Important: Lamont’s team needs to make the public aware that Lieberman, who praised Hamdan during the debate with Lamont, rolled over and allowed the appointment of two supreme court justices, Roberts and Alito, who dissented on this opinion.
So far to me it seems like yet another Potemkin effort on the part of the admin. with Specter fully carrying Cheney’s water.
Disappointed, but not surprised.
Fitz!
KARMA !!!
Could one of you fast typists take over for Prof, please and thank you?

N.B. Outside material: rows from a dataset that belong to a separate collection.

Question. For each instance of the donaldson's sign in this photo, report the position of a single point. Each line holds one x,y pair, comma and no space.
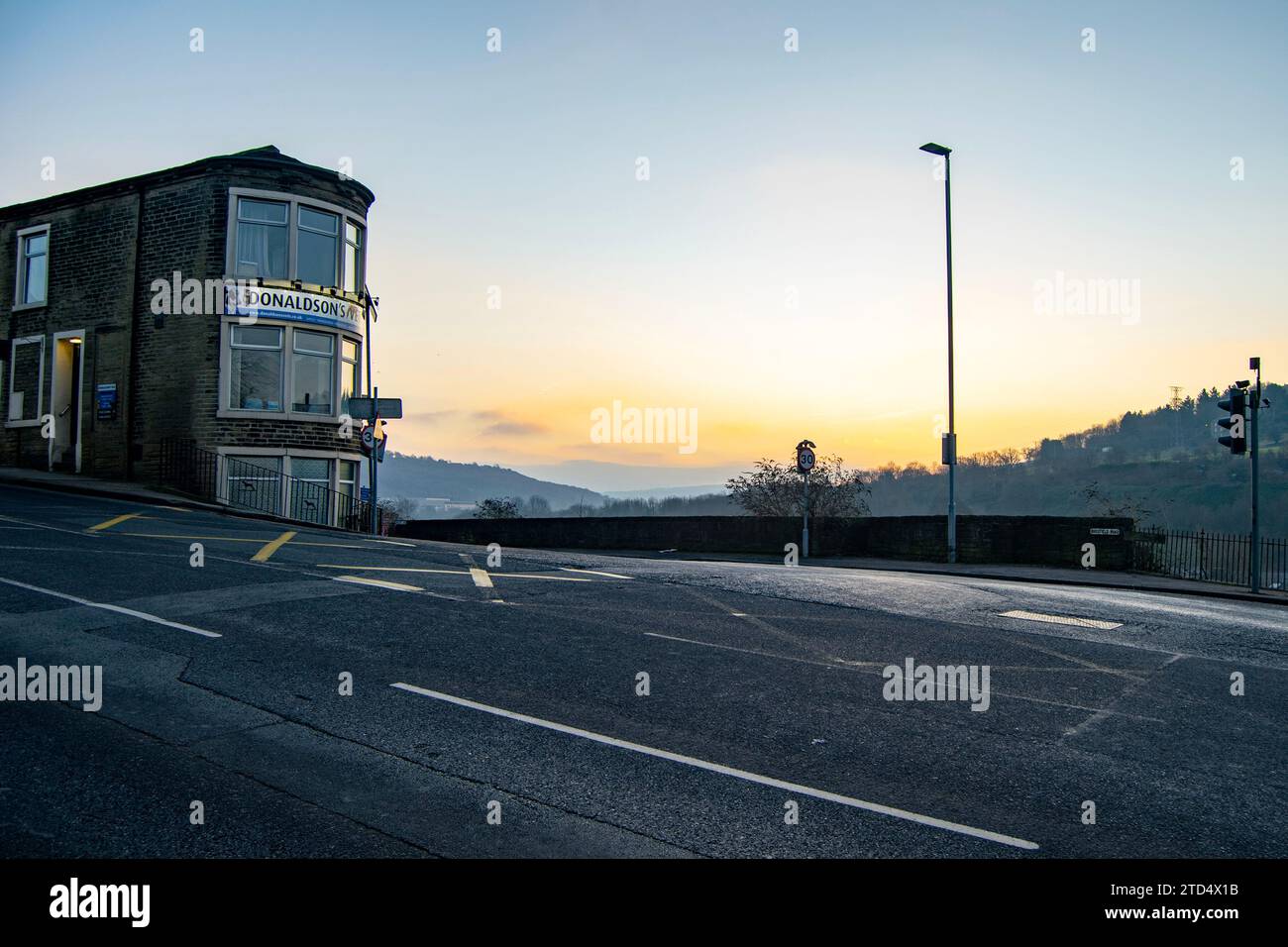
268,303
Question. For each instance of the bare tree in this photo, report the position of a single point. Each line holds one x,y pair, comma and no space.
777,489
496,508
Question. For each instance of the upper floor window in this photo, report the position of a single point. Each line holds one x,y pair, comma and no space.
318,247
352,258
290,239
262,239
33,272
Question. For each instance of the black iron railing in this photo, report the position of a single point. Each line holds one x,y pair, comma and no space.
1209,557
259,487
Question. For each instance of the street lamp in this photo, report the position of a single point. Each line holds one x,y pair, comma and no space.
949,445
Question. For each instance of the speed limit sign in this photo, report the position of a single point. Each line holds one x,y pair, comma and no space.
805,457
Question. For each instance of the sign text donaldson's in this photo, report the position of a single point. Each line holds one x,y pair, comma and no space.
271,303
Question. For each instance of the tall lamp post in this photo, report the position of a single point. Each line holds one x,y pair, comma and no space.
949,445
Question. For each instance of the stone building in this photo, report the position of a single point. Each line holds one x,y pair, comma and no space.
218,305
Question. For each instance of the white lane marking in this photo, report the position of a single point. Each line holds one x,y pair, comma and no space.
119,609
841,664
454,573
592,573
377,582
47,526
1061,620
728,771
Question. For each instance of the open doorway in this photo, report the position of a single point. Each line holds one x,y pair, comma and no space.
64,401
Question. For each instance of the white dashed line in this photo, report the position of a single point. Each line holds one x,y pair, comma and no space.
592,573
729,771
119,609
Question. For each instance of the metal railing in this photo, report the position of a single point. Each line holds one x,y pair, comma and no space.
235,482
1209,557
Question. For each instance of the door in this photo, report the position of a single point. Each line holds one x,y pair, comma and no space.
64,402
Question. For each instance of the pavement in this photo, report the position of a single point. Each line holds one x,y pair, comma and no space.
279,690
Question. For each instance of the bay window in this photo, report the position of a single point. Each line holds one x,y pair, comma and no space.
352,258
256,368
317,247
262,239
313,367
349,375
282,237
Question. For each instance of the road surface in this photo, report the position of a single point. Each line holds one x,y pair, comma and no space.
500,709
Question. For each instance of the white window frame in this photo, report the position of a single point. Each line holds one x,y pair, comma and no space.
226,369
40,380
292,231
284,458
20,275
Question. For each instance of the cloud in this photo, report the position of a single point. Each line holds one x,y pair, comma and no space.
430,416
514,429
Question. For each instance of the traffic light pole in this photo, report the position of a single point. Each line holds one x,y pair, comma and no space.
1254,558
952,425
372,459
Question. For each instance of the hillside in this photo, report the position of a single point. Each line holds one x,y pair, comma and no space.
415,476
1162,467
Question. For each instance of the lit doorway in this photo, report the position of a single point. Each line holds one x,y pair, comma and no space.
64,401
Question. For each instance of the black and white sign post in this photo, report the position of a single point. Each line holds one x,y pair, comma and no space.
804,464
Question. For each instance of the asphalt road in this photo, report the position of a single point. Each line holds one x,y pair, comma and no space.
513,690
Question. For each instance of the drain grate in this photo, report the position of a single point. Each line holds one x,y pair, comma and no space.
1061,620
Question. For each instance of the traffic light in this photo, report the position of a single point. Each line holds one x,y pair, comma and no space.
1235,402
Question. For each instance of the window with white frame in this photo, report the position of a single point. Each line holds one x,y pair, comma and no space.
317,248
288,369
310,488
349,376
33,272
263,237
290,239
312,371
26,379
352,257
256,368
254,482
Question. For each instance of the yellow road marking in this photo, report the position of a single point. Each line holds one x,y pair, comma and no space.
393,569
377,582
112,522
269,548
454,573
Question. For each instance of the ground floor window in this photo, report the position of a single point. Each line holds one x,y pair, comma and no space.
310,489
313,489
256,367
254,482
26,377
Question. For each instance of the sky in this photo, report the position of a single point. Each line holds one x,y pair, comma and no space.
658,205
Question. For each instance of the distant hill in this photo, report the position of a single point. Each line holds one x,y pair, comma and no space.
415,478
1160,467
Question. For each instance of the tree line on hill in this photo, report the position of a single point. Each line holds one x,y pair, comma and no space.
1162,467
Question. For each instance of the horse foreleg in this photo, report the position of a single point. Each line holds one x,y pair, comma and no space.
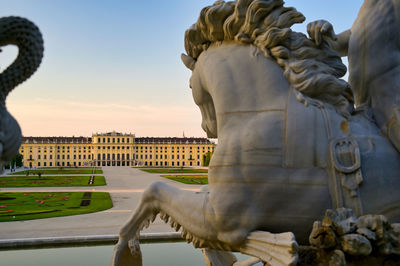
183,209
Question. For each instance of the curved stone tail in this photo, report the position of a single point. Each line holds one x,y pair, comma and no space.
27,37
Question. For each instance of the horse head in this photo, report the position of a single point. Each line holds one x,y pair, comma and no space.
264,25
27,37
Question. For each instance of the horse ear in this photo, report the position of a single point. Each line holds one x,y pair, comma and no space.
188,61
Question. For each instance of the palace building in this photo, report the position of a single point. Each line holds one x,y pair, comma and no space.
114,149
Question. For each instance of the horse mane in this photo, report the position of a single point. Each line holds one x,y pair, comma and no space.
314,71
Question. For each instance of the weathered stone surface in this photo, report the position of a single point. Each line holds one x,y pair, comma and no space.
356,245
27,37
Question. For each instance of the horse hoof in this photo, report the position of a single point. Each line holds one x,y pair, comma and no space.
123,255
134,246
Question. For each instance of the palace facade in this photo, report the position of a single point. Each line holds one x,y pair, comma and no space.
114,149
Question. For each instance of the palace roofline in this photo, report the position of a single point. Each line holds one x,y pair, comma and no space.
138,140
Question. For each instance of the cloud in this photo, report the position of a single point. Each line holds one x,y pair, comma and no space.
48,117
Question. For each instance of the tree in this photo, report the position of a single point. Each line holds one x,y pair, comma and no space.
206,158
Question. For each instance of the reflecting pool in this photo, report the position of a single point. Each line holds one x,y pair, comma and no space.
154,254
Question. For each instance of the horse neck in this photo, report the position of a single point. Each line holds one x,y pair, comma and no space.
249,93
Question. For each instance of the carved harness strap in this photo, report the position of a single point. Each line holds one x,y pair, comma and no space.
342,158
346,173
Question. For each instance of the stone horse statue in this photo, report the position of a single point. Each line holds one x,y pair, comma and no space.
290,143
27,37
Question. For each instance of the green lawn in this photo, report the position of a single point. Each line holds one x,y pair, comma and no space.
18,206
68,171
51,181
189,179
173,170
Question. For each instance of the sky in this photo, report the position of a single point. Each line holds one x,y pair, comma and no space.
115,65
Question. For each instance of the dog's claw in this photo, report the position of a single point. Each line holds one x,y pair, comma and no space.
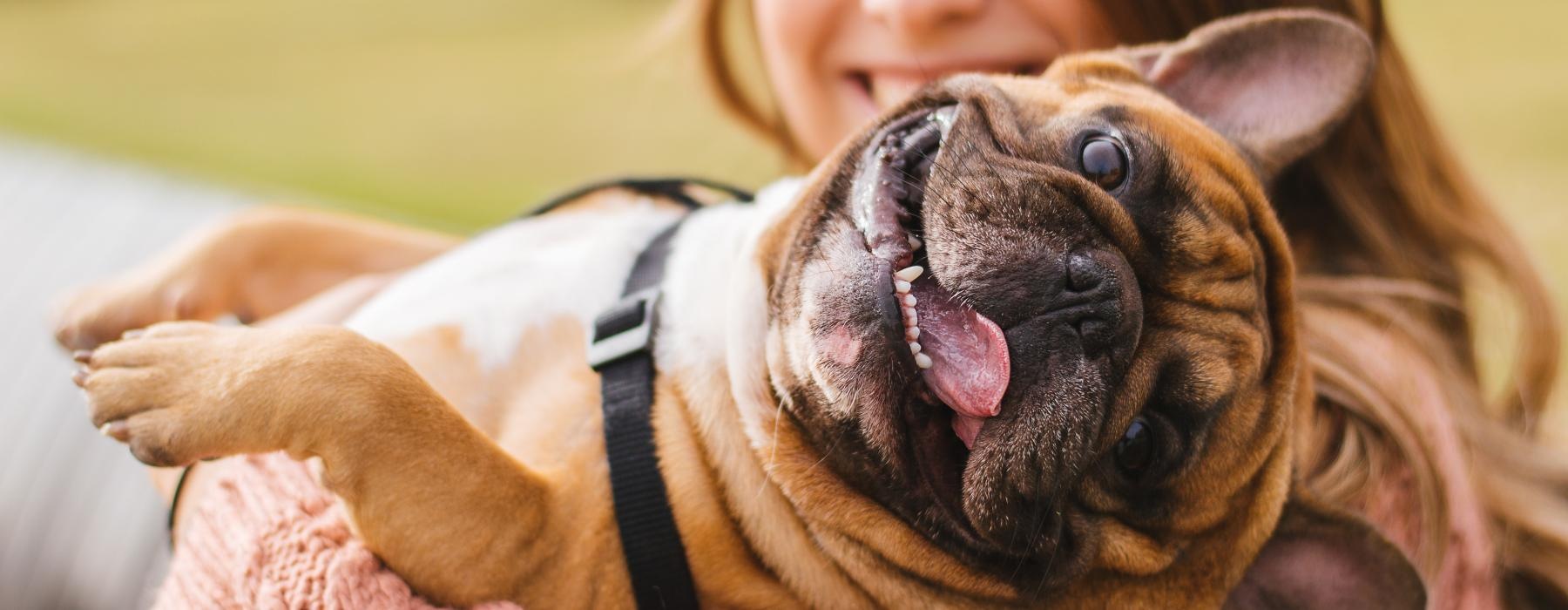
115,430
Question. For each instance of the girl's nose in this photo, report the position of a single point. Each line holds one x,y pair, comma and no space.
916,19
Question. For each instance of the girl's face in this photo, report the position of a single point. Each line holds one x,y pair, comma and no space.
838,63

Christy I must say that your snarky repartee when summarizing legal mumbo jumbo is some of the funniest stuff I read on the internet hehe.
Thanks so much for the summaries…and the snark :)
Via Kyl’s questions: Dell’Orto: Court-martial proceedings go well beyond what is required for our civil proceedings. “It would be ludicrous to apply those protestcions to these people who would get far less in terms of protections in their home countries.”
(CHS: I just want to say if we are deciding what rights someone gets by comparing our system to others around the globe, we are in big trouble. This isn’t “we’re a lot better than a country that chops people’s hands off for stealing.” This is “are we living up to our own standards of justice and liberty.”)
Be copious as well as fast. I don’t get cspan3 and I’m on a dial-up connection so watching onlime is sorta out too.
its cool the DoD is now saying “we do Sec.3″ but what about the CIA? the law applies to them too but are they following it like the DoD now says they do? i suspect not…
Hot off the presses!
Tester bests Burns in latest Rasumussen Poll:
“Survey of 500 Likely Voters
July 6, 2006
Election 2006
Montana Senate
Jon Tester 50%
Conrad Burns 43%”
Yippee.
-GSD
PAYDIRT finally: the Dod says Congress should pass the Preznits procedures as they were
OK, one more live-blog, then off to coffee.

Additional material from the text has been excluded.